I'm really sympathetic to the calls for counted rather than 
null-terminated strings, if only for the genxText() call.

So I was thinking about this back before we nuked the codePoint * 
versions, and I realized that a "length" argument could be confusing 
because in the codePoint* version it would naturally be the number of 
characters, while in the utf8Byte * version it would naturally be the 
number of bytes.  Blecch.  So I thought it would be more natural to 
have something like

  genxText(genxWriter w, utf8Byte * start, utf8Byte * end)

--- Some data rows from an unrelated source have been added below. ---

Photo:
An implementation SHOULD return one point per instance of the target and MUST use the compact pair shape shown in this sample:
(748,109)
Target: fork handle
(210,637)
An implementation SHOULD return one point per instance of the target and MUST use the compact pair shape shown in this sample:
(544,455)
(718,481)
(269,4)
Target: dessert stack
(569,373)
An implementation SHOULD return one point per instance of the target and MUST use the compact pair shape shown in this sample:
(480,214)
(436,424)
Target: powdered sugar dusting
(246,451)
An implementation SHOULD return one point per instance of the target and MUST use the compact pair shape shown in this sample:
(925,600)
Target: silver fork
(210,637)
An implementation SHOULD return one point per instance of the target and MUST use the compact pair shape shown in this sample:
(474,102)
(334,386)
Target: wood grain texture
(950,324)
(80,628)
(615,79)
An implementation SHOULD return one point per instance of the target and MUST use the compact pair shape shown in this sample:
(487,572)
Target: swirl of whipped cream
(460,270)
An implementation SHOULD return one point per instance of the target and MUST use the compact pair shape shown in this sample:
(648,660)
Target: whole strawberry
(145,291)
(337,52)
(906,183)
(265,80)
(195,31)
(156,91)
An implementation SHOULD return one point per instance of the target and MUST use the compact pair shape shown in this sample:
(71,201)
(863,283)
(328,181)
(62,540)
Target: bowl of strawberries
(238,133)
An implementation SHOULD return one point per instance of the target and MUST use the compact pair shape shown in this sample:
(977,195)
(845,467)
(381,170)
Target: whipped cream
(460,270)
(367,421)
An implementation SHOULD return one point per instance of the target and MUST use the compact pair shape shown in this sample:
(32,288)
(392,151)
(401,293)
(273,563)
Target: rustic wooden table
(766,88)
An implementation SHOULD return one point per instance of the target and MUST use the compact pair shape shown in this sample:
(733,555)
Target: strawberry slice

i.e. a pointer to the end of the string, which would have the same 
semantics in both versions of the call.  Well, we're losing the 
codePoint * stuff (good riddance) but I'd kind of like to stay with the 
stop-here argument rather than the byte (or character) count argument.

Of course if you want to null-terminate, you can, just do

  genxText(w, buf, NULL)

Two questions:
- if you have a zero byte in the string before you get to the end mark, 
should it just stop, or throw an error?  The first is more consistent 
with C culture (cf strncpy) but the latter a bit more stringent.  
Moderately leaning to just stopping.
- if the stop marker is stupidly in the middle of a UTF-8 character, 
genx should detect this and declare an error.  The existence of this 
situation is the only good argument for a count rather than a stopper.